UN Special Rapporteur on Freedom of Religion or Belief, Ahmed Shaheed has called on the government of Sri Lanka to take action against hate propaganda targeting Muslim communities, spread through unregulated media and is instigating ethno-religious tension for political gain.
The UN official, who was in Sri Lanka on a 12 day mission from 15 August 2019, held a press conference in Colombo yesterday (26) to brief the media on his findings.
The Special Rapporteur is to present a report containing his conclusions and recommendations to the UN Human Rights Council (UNHRC) in March 2020.
“Failure by the State to take action to address incitement to hatred and violence will allow extremism to escalate and pose serious challenges to peace-building. The ethno-religious tension must not be treated as mere sporadic incidents; the underlying unease and hostility existed long before the Easter attacks and subsequent violence,” Shaheed said.
“I call on the Government and all others to create an enabling environment for the exercise of fundamental freedoms, in the lead-up to elections and not to use ethno-religious tensions for electoral gain,” Shaheed noted.
He continued, “There is a serious deficit of trust among ethno-religious communities in Sri Lanka following the deadly Easter Sunday bomb blasts and subsequent mob violence this year, and these tensions must not be ignored.”
“While the Government promptly brought the situation more or less under control after the bomb blasts, many religious communities remain very concerned about their security because of incitement to hatred and violence by some religious extremists.”
Shaheed observed that the long-standing traditions of religious harmony and co-existence in Sri Lanka, as well as tolerance and sustainable peace were at risk from religious and political violence, lack of accountability, distrust of institutions and resentment against perceived majoritarian privilege.
“It is time for Sri Lanka to vigorously adopt measures to protect the rights of all people and to hold perpetrators accountable, regardless of their ethno-religious background,” he said.
“Women’s experiences of ethno-religious hostility including violence, displacement and stereotyping must also be effectively addressed.”
“There is a need for sustainable inter-communal and inter-religious dialogue for trust and peace building as well as reconciliation.
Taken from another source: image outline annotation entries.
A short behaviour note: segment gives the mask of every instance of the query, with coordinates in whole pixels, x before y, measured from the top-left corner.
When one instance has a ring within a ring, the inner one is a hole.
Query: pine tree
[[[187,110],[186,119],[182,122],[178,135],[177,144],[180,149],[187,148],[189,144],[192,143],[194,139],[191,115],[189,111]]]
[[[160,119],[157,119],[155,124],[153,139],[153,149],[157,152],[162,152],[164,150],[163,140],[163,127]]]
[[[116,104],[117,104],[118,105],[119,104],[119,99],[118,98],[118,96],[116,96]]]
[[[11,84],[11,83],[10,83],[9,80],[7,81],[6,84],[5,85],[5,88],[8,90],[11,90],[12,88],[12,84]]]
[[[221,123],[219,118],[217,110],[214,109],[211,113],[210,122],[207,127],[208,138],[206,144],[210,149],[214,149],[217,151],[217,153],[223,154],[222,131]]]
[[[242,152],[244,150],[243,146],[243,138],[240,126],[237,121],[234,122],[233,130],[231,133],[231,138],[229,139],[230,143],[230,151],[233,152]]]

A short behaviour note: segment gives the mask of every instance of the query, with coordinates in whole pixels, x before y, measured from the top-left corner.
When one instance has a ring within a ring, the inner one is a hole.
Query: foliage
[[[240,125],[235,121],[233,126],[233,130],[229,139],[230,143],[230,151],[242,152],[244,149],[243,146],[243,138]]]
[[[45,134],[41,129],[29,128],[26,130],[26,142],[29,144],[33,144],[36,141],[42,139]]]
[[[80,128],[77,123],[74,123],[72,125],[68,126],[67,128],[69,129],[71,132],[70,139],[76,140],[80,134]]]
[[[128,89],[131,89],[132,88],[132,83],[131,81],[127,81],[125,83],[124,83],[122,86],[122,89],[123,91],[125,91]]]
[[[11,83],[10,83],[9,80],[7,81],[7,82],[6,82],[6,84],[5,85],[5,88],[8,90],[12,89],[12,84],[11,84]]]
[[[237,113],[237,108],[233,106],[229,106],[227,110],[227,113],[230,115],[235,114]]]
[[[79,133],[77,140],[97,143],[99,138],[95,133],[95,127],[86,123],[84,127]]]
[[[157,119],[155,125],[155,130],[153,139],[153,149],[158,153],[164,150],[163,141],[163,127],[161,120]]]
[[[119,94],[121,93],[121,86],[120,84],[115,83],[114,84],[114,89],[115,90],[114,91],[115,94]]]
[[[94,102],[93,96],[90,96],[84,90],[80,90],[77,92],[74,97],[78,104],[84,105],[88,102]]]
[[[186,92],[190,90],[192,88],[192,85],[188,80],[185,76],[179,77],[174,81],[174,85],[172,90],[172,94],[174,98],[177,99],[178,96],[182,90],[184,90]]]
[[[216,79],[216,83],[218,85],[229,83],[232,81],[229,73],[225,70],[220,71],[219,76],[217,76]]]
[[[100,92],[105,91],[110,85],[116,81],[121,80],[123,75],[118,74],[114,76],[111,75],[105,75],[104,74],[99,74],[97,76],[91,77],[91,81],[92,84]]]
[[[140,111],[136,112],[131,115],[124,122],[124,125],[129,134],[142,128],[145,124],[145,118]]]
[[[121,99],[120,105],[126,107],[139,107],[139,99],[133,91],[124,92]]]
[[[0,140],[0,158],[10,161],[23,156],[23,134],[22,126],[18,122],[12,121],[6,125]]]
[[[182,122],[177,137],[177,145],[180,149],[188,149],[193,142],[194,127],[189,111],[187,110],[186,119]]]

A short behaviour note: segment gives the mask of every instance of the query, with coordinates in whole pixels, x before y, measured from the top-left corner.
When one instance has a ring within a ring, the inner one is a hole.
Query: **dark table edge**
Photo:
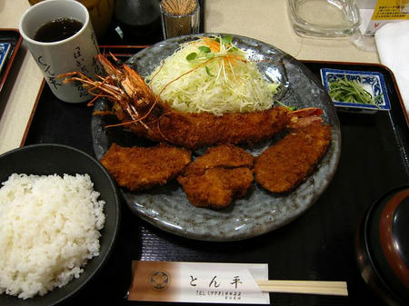
[[[13,49],[13,54],[10,56],[10,60],[8,61],[7,64],[5,68],[5,73],[0,80],[0,92],[3,88],[3,85],[5,83],[5,80],[7,79],[7,75],[8,73],[10,72],[10,69],[13,65],[13,62],[15,61],[15,55],[17,54],[18,50],[20,49],[20,45],[23,42],[23,37],[20,35],[20,31],[18,31],[17,29],[14,29],[14,28],[2,28],[0,29],[0,33],[1,32],[15,32],[15,35],[18,36],[17,41],[15,42],[15,45]]]

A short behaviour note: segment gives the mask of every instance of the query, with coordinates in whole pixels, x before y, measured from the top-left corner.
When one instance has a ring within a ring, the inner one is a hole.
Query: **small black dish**
[[[374,202],[355,236],[364,281],[388,305],[409,305],[409,186]]]
[[[84,272],[62,288],[55,288],[44,296],[22,300],[15,296],[0,294],[2,306],[50,306],[75,294],[103,267],[109,257],[117,237],[120,219],[119,196],[114,181],[105,169],[93,157],[73,147],[61,144],[33,144],[12,150],[0,155],[0,182],[5,182],[12,173],[49,175],[65,173],[88,173],[94,189],[100,193],[99,199],[105,202],[104,212],[105,224],[100,231],[99,255],[84,267]]]

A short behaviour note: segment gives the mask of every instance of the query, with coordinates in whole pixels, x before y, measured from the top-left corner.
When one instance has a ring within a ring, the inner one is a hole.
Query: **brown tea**
[[[73,18],[58,18],[41,26],[34,37],[37,42],[52,43],[71,37],[83,27],[83,24]]]

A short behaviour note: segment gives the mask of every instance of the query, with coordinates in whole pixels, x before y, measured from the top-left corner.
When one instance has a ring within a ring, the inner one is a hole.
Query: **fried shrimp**
[[[168,145],[125,148],[113,143],[100,162],[119,186],[138,191],[165,184],[191,158],[190,151]]]
[[[330,143],[328,124],[293,130],[256,158],[255,181],[272,192],[295,188],[313,172]]]

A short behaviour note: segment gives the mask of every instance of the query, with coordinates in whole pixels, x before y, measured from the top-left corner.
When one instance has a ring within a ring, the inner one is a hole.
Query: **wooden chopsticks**
[[[257,284],[264,292],[348,295],[345,281],[257,281]]]

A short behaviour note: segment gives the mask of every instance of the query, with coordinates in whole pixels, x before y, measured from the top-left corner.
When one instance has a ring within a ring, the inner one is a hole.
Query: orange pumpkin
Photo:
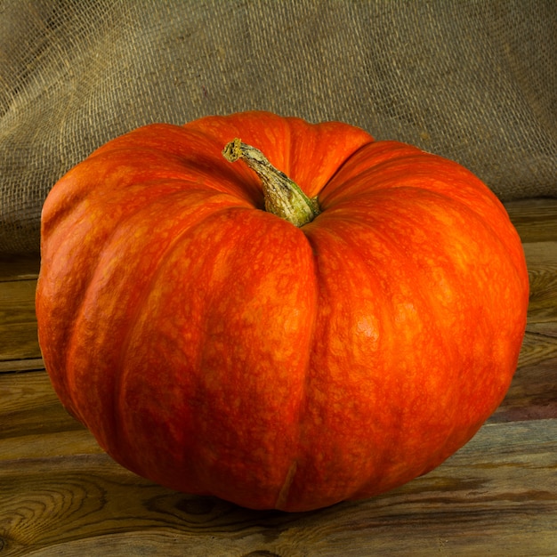
[[[273,183],[309,218],[278,216]],[[134,472],[252,508],[369,497],[442,463],[503,400],[528,294],[478,178],[341,123],[147,125],[43,212],[36,315],[61,402]]]

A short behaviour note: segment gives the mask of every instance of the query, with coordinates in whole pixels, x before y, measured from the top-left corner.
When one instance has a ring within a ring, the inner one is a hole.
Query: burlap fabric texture
[[[0,0],[0,253],[53,183],[150,122],[338,119],[557,194],[553,0]]]

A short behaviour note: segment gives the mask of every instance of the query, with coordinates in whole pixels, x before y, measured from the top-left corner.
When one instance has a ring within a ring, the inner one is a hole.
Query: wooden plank
[[[0,282],[6,280],[28,280],[36,279],[40,268],[38,255],[22,256],[0,256]]]
[[[519,199],[505,203],[523,243],[557,239],[557,199]]]
[[[531,290],[519,368],[497,411],[437,470],[315,513],[241,509],[124,470],[63,409],[44,371],[3,373],[0,554],[557,554],[557,200],[506,206]],[[9,324],[7,351],[20,355],[3,359],[0,345],[0,371],[42,368],[38,346],[27,344],[37,260],[8,267],[0,261],[0,344]]]
[[[36,279],[0,282],[0,361],[37,359]]]
[[[43,443],[27,438],[28,457],[0,458],[4,555],[523,556],[557,547],[557,420],[485,425],[406,486],[294,514],[171,491],[106,455],[76,454],[62,437],[52,437],[47,457],[33,458]]]

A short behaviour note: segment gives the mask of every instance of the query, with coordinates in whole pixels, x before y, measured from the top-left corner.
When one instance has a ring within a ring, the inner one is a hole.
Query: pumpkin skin
[[[262,210],[261,149],[321,213]],[[42,216],[44,364],[117,462],[255,509],[372,496],[438,466],[502,401],[529,285],[457,164],[267,112],[151,125],[70,170]]]

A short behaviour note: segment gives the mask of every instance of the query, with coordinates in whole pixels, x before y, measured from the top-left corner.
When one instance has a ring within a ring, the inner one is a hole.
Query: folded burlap
[[[0,253],[93,149],[149,122],[338,119],[557,195],[552,0],[0,1]]]

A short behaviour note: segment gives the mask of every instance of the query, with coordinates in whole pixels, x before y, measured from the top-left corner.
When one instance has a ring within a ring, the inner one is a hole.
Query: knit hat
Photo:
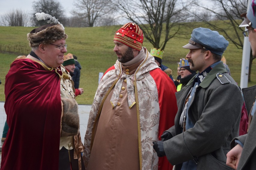
[[[143,33],[138,25],[129,22],[122,26],[116,32],[114,40],[140,51],[143,43]]]
[[[55,17],[44,13],[37,13],[35,15],[38,20],[44,20],[48,24],[33,29],[27,34],[30,47],[38,47],[40,44],[54,43],[68,38],[63,25]]]
[[[163,53],[163,51],[156,48],[151,48],[150,50],[150,55],[154,56],[155,60],[157,61],[160,65],[162,64]]]
[[[65,66],[70,64],[75,64],[75,59],[73,57],[73,55],[71,53],[69,53],[66,55],[64,56],[64,62],[62,64],[63,66]]]

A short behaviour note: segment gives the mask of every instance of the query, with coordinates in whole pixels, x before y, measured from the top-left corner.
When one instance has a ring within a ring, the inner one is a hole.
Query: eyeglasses
[[[244,34],[244,35],[245,37],[248,37],[249,36],[249,31],[250,30],[254,30],[254,28],[252,28],[251,29],[250,29],[249,30],[248,30],[247,31],[244,31],[242,33],[243,33],[243,34]]]
[[[62,44],[60,45],[55,45],[55,44],[51,44],[52,45],[56,45],[57,46],[57,47],[59,47],[59,48],[60,50],[63,50],[63,48],[64,48],[64,47],[66,48],[67,49],[67,48],[68,47],[68,45],[67,44]]]

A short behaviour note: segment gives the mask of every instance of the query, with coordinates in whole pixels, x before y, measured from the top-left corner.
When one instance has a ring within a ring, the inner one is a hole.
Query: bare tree
[[[29,26],[30,20],[28,14],[17,9],[12,10],[1,16],[0,23],[4,26],[26,27]]]
[[[197,10],[190,11],[193,16],[198,21],[203,22],[215,30],[224,34],[227,40],[232,42],[238,48],[242,49],[243,37],[241,36],[241,33],[244,31],[244,28],[239,26],[243,20],[240,16],[241,14],[246,12],[247,0],[209,0],[208,1],[214,4],[214,9],[203,6],[200,3],[195,4],[198,7],[197,8],[204,9],[213,16],[214,20],[209,21],[207,18],[202,17],[200,15],[199,15]],[[251,52],[248,76],[249,82],[251,82],[252,60],[254,58]]]
[[[60,22],[65,25],[65,16],[63,7],[59,1],[57,0],[38,0],[33,1],[32,4],[33,19],[35,26],[40,26],[45,24],[43,21],[37,21],[34,17],[34,15],[36,13],[41,12],[55,16]]]
[[[129,3],[117,1],[117,6],[125,14],[123,16],[138,24],[144,37],[154,48],[162,50],[178,32],[180,23],[186,18],[186,14],[182,14],[183,7],[178,5],[181,2],[179,0],[131,0]]]
[[[76,0],[73,13],[81,16],[81,21],[89,27],[95,26],[97,19],[104,18],[114,10],[111,0]]]

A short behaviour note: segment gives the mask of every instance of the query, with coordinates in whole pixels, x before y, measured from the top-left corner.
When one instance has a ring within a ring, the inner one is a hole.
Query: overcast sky
[[[32,2],[34,1],[34,0],[0,0],[0,15],[12,9],[18,9],[23,10],[26,13],[32,13]],[[74,1],[61,0],[59,1],[64,8],[65,14],[67,16],[71,16],[70,11],[74,8],[73,5]]]

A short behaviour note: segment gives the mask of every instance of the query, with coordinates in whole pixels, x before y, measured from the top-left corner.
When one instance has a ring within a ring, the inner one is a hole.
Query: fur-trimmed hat
[[[138,25],[129,22],[116,32],[114,36],[115,40],[140,51],[143,43],[143,33]]]
[[[67,38],[64,27],[55,17],[44,13],[37,13],[35,15],[38,20],[44,20],[49,24],[35,28],[27,34],[30,47],[38,47],[40,44],[52,43]]]

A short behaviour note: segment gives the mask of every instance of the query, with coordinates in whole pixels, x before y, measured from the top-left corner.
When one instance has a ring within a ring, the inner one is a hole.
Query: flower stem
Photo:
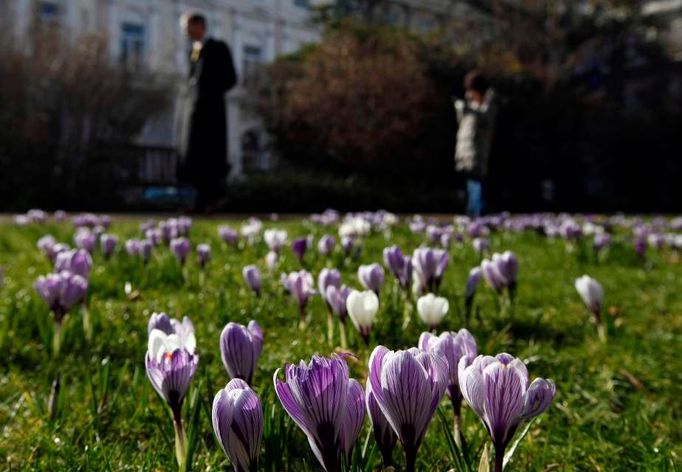
[[[348,349],[348,341],[346,340],[346,322],[343,320],[339,322],[339,337],[341,338],[341,348]]]
[[[504,469],[504,447],[495,446],[495,472]]]
[[[182,426],[182,415],[180,409],[173,411],[173,424],[175,426],[175,458],[178,461],[180,472],[186,469],[187,461],[187,441],[185,438],[185,428]]]
[[[52,357],[55,359],[59,357],[59,351],[62,347],[62,320],[55,320],[54,333],[52,335]]]

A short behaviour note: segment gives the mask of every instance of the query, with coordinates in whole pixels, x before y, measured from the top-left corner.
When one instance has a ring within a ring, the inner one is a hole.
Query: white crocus
[[[430,329],[435,328],[448,313],[450,304],[444,297],[437,297],[433,293],[419,297],[417,300],[417,313]]]
[[[583,275],[575,280],[575,289],[585,305],[598,317],[604,301],[604,289],[601,284],[589,275]]]
[[[379,311],[379,298],[371,290],[353,290],[346,299],[346,310],[365,343],[369,343],[369,332]]]

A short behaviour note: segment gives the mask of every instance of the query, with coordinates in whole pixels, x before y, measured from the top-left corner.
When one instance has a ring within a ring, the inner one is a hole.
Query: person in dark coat
[[[225,93],[237,83],[237,74],[227,44],[206,34],[204,16],[186,15],[184,23],[192,50],[181,125],[179,177],[196,187],[195,209],[210,210],[219,205],[230,170]]]

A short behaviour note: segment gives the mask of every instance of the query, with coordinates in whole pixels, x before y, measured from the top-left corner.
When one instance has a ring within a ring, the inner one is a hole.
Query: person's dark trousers
[[[470,177],[467,179],[467,214],[481,216],[485,213],[486,203],[483,180]]]
[[[225,194],[225,184],[221,180],[202,179],[195,183],[197,197],[195,211],[204,211],[215,206]]]

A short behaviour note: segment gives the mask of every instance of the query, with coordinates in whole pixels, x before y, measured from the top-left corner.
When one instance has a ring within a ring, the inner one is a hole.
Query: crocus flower
[[[339,356],[313,356],[309,364],[288,364],[285,381],[273,377],[282,407],[308,437],[315,457],[327,472],[341,471],[341,433],[347,421],[348,365]],[[344,439],[345,448],[352,447]]]
[[[263,350],[263,330],[250,321],[248,327],[228,323],[220,334],[220,357],[230,378],[251,383]]]
[[[76,247],[85,249],[90,254],[95,252],[97,247],[97,235],[90,230],[81,229],[73,237]]]
[[[327,305],[330,307],[332,312],[339,317],[342,323],[346,322],[346,316],[348,310],[346,309],[346,300],[348,295],[351,294],[353,290],[345,285],[336,287],[334,285],[328,285],[327,290],[324,294],[324,299]]]
[[[341,273],[336,269],[322,269],[317,276],[317,288],[327,302],[327,307],[329,307],[329,302],[327,301],[327,287],[332,285],[336,288],[341,286]],[[331,309],[331,307],[329,308]]]
[[[180,265],[184,265],[187,255],[192,248],[189,240],[187,238],[175,238],[171,240],[170,247]]]
[[[242,277],[246,285],[254,291],[257,297],[260,296],[260,271],[255,265],[248,265],[242,269]]]
[[[258,470],[263,437],[263,407],[256,392],[241,379],[232,379],[213,399],[213,431],[235,472]]]
[[[230,246],[234,246],[239,241],[239,233],[236,229],[229,226],[219,226],[218,235],[220,235],[220,239]]]
[[[500,267],[495,261],[483,259],[481,261],[481,274],[490,287],[498,294],[507,286],[507,280],[500,272]]]
[[[99,237],[99,244],[102,248],[102,254],[104,254],[104,257],[109,258],[113,254],[114,249],[116,249],[118,237],[114,234],[104,233]]]
[[[283,279],[285,289],[296,299],[301,312],[301,320],[305,319],[305,307],[308,300],[315,294],[313,276],[310,272],[300,270],[292,272]]]
[[[395,448],[395,443],[398,442],[398,436],[396,436],[393,428],[391,428],[391,425],[386,420],[386,416],[384,416],[384,413],[381,411],[376,398],[374,398],[371,382],[367,382],[365,391],[367,414],[369,416],[369,421],[372,424],[374,440],[377,442],[379,452],[381,452],[381,457],[384,461],[384,469],[388,469],[388,467],[393,465],[393,448]]]
[[[311,243],[311,238],[304,237],[304,238],[298,238],[295,239],[291,243],[291,250],[296,254],[296,257],[298,257],[298,260],[300,262],[303,262],[303,257],[305,256],[306,251],[308,250],[308,246]]]
[[[348,381],[348,398],[346,399],[346,415],[341,423],[339,443],[345,456],[347,466],[350,466],[350,457],[353,446],[358,439],[362,423],[365,421],[365,392],[355,379]]]
[[[154,244],[149,239],[143,239],[138,246],[138,254],[142,257],[142,261],[146,264],[152,256],[152,249]]]
[[[42,252],[45,257],[48,258],[50,262],[54,263],[54,258],[56,256],[54,252],[54,247],[57,244],[57,240],[51,234],[46,234],[38,240],[36,244],[40,252]]]
[[[589,275],[583,275],[575,280],[575,289],[600,325],[601,307],[604,302],[604,289],[601,284]]]
[[[509,354],[462,357],[458,366],[464,400],[483,421],[495,448],[495,472],[502,472],[504,451],[519,425],[545,411],[554,399],[551,380],[529,385],[525,364]]]
[[[417,451],[448,384],[447,361],[434,351],[377,346],[369,359],[368,382],[405,450],[405,470],[414,472]]]
[[[478,355],[476,339],[466,329],[458,332],[444,331],[440,336],[431,333],[422,333],[419,337],[419,349],[422,351],[434,351],[445,356],[448,363],[448,386],[446,393],[452,401],[455,411],[455,424],[457,430],[461,430],[460,410],[462,406],[462,394],[459,388],[459,361],[463,357],[468,359],[467,364],[471,364]]]
[[[384,285],[384,268],[376,262],[374,264],[361,265],[358,268],[358,279],[365,289],[373,291],[378,296],[381,287]]]
[[[140,253],[140,240],[129,239],[125,243],[126,252],[129,256],[137,256]]]
[[[197,245],[197,259],[199,260],[199,267],[204,269],[208,261],[211,259],[211,246],[208,244]]]
[[[481,283],[481,268],[474,267],[469,271],[469,278],[467,279],[466,287],[464,288],[464,312],[466,322],[469,322],[471,316],[471,308],[474,305],[474,295],[478,284]]]
[[[398,279],[400,287],[408,290],[412,282],[412,260],[398,246],[391,246],[384,249],[384,264]]]
[[[440,324],[449,308],[447,298],[437,297],[432,293],[419,297],[417,300],[417,313],[429,330],[435,329]]]
[[[54,313],[55,321],[61,323],[66,313],[85,298],[88,281],[79,274],[63,270],[38,277],[35,289]]]
[[[173,323],[170,316],[166,313],[152,313],[149,317],[149,322],[147,323],[147,335],[152,332],[153,329],[159,329],[166,334],[173,334],[175,328],[173,328]]]
[[[72,249],[57,254],[54,271],[69,271],[81,277],[88,278],[92,269],[92,257],[85,249]]]
[[[190,323],[191,325],[191,323]],[[194,377],[199,356],[194,352],[194,332],[183,332],[188,325],[178,325],[180,333],[166,334],[159,329],[149,333],[145,368],[154,390],[173,413],[175,454],[183,470],[187,456],[185,429],[182,425],[182,403]]]
[[[287,232],[282,229],[266,229],[263,239],[271,251],[279,254],[287,243]]]
[[[336,238],[331,234],[325,234],[317,242],[317,252],[322,256],[328,256],[334,250],[336,246]]]
[[[353,290],[346,299],[346,310],[365,344],[369,346],[369,334],[379,310],[379,297],[371,290]]]
[[[420,293],[438,291],[448,262],[448,253],[445,250],[426,247],[415,249],[412,269]]]
[[[490,247],[490,241],[485,238],[474,238],[474,240],[471,241],[471,244],[474,247],[474,251],[476,251],[476,254],[479,256],[482,256],[483,253]]]

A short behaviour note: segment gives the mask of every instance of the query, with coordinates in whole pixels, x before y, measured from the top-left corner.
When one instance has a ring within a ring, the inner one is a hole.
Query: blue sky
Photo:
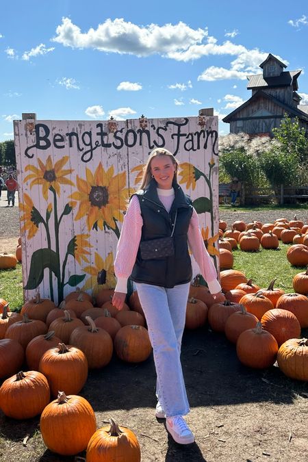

Space must be provided for moderate voices, for concerns to be flagged and for grievances to be addressed,” the UN official noted.
“I have seen encouraging initiatives by different State institutions, civil society organisations and religious leaders on the issues of reconciliation and promotion of peaceful coexistence.” he said.
“However, freedom of religion or belief is not about religious tolerance alone, it is about the right of each individual to be treated equally in their choice to believe or not to believe, and whether to manifest it in private or in public.”
The UN expert said resilience against religious extremism could be built by a range of measures including strengthening the rule of law, addressing root causes, improving education for all and protecting religious diversity.
During his mission, Shaheed met government officials and local authorities. He visited the north, east, central and northwest parts of the country and also held meetings with representatives of ethnic and religious or belief communities, civil society organisations, and the UN.